Even though arthritis is a well-known disease, experts believe that it is often misunderstood. There over 100 different kinds of arthritis and related diseases. The most familiar kinds consist of rheumatoid arthritis (RA), osteoarthritis (OA), and psoriatic arthritis (PsA) all of which result in a lot of difficulty for anyone who suffers from them.
However, there may be hope yet. Scientists at University of California (UC), San Diego are working on developing neutrophil nanosponges that can safely absorb and counteract various proteins that have a part in the development of certain types of arthritis.
Primarily, this study has been targeting rheumatoid arthritis.

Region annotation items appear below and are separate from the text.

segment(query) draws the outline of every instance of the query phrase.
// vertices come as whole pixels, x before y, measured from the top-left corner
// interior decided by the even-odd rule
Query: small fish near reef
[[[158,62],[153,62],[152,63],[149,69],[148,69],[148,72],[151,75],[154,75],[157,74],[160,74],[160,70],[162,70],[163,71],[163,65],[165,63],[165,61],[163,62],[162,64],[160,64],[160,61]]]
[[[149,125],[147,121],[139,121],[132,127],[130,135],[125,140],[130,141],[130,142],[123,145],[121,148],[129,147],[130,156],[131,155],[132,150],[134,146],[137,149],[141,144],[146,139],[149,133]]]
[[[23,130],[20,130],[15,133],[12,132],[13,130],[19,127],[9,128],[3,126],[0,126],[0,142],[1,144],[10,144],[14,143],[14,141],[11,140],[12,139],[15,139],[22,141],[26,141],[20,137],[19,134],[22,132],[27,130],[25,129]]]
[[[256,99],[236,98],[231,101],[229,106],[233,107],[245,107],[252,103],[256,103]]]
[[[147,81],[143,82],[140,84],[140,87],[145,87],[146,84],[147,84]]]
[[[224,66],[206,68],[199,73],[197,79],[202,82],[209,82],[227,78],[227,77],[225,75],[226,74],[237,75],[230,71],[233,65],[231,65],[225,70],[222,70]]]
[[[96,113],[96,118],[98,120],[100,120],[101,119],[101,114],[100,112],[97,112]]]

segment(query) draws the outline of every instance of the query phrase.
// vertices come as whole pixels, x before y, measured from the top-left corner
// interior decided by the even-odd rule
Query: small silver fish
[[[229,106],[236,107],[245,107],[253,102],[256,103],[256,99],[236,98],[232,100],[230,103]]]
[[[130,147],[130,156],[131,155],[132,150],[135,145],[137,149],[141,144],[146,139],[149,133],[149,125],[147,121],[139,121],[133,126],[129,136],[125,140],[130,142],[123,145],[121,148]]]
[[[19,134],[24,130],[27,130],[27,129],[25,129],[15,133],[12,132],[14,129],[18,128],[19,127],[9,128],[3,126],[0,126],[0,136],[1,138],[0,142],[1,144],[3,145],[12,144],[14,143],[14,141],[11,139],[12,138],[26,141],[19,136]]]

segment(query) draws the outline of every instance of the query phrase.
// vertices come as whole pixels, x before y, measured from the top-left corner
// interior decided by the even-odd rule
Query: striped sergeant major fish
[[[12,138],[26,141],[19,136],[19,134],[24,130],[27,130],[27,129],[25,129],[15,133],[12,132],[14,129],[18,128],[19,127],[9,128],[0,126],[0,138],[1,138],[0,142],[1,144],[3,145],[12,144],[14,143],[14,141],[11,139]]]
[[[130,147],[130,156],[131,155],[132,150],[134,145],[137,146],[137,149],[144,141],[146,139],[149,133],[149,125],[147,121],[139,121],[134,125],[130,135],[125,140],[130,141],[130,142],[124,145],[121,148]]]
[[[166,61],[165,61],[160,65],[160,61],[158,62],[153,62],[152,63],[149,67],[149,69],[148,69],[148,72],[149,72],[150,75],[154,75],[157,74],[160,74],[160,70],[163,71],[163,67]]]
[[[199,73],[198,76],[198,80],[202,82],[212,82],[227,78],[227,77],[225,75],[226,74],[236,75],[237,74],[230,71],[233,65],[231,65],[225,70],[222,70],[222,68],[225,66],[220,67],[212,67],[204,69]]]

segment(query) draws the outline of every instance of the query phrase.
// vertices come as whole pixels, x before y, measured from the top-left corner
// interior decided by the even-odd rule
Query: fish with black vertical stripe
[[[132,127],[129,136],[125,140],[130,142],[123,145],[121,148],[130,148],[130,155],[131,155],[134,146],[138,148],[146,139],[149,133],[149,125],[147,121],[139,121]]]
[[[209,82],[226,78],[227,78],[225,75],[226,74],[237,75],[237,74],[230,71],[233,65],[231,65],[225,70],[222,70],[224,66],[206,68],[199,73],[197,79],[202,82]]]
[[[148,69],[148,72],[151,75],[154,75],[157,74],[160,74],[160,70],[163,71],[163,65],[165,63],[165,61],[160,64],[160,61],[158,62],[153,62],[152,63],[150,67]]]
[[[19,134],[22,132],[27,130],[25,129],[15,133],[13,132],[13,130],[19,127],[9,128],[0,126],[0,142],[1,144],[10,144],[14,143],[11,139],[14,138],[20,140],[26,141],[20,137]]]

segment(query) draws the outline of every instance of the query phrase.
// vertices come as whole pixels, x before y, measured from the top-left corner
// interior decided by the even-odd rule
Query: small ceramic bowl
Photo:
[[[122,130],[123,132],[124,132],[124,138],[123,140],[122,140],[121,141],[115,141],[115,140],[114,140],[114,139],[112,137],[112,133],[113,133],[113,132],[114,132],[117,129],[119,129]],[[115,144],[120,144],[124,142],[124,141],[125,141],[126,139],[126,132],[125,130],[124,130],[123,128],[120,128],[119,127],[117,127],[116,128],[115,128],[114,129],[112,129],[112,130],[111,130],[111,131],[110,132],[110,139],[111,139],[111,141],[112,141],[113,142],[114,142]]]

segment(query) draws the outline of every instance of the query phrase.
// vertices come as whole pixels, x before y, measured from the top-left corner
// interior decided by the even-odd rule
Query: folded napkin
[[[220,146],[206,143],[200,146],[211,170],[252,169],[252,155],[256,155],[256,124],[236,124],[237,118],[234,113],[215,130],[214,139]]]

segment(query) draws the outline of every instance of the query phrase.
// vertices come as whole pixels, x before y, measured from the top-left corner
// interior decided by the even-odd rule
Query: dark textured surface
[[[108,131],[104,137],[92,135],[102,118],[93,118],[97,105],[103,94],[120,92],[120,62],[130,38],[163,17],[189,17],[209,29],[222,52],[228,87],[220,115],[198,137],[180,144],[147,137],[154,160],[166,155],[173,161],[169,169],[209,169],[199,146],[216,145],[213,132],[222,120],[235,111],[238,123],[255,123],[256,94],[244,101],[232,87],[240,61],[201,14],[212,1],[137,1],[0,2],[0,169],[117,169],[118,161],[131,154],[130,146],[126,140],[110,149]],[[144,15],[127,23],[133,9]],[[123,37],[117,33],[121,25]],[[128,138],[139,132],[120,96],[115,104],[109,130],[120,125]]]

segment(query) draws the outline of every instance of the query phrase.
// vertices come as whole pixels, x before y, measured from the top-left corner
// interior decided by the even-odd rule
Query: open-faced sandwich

Inflammation is often associated with rheumatoid arthritis. In rheumatoid arthritis, the immune system attacks the outer layer of the joint, the synovial membrane. The synovial membrane makes a fluid called synovial fluid that reduces frictions between the joints so that they can move more efficiently. The attack on the synovial fluid causes inflammation and swelling. But sometimes having too much synovial fluid can also cause inflammation.
Over a period of time, the continuous swelling and inflammation causes the deterioration of ligaments in the joints. In progressive rheumatoid arthritis this waning end up becoming deformities to the hands and feet, for example claw toe or hammer toe. At this moment there are no effective treatments to cure the disease but only treatments that could slow it down. Even though researchers are working on new innovations that could one day be fruitful in curing this disease.
This new research uses a two mouse model system. Two mouse models have been efficiently treated of severe rheumatoid arthritis by shots of these nanosponges. Administering the nanosponges early on also stopped the disease from progressing.
As rheumatoid arthritis is developing, neutrophils enter the joints when cells in the joints produce inflammatory cytokines which signal them to enter. Once inside, cytokines attach itself to the receptors on the neutrophil surfaces, triggering them to release more cytokines, which then make more neutrophils to the joints and so forth. The nanosponges essentially tweak this inflammatory mechanism from happening over and over again. By taking the place of tiny neutrophil, they interrupt cytokines and stop them from alerting more neutrophils to come to the joints, decreasing joint damage and inflammation.
According to the researchers these nanosponges are promising a better alternative to present treatments for rheumatoid arthritis. For example, some monoclonal antibody drugs have aided patients to manage symptoms of the disease, but they only work by neutralizing some particular kinds of cytokines. This is not adequate to treat the disease, because there are so numerous diverse kinds of pathological molecules and cytokines involved.
In order to make the neutrophil nanosponges, first of all the researchers had to develop a technique to isolated neutrophils from whole blood. Then they treated the cells in a solution that made them to swell and burst, leaving behind the membranes. The membranes were then fragmented into much smaller bits. Stirring them with spherical nanoparticles made of biodegradable polymer attached the neutrophil cell membranes on the surfaces of nanoparticle.
Injecting nanosponges in inflamed joints of mice from the mouse models of severe rheumatoid arthritis led to decrease swelling and secure cartilage from more damage. The nanosponges accomplished just as well in treatments in which mice were given a higher dose of monoclonal antibodies. They also worked as a precautionary treatment when given earlier than the start of the disease in another group of mice.
Though this treatment have not been commercialized yet, it shows great promises in the field of medicines.
Source: Paper title: “Neutrophil membrane-coated nanoparticles inhibit synovial inflammation and alleviate joint damage in inflammatory arthritis.” Co-authors include Diana Dehaini, Yue Zhang, Julia Zhou, Xiangyu Chen, Lifen Zhang, Ronnie H. Fang and Weiwei Gao, all at UC San Diego.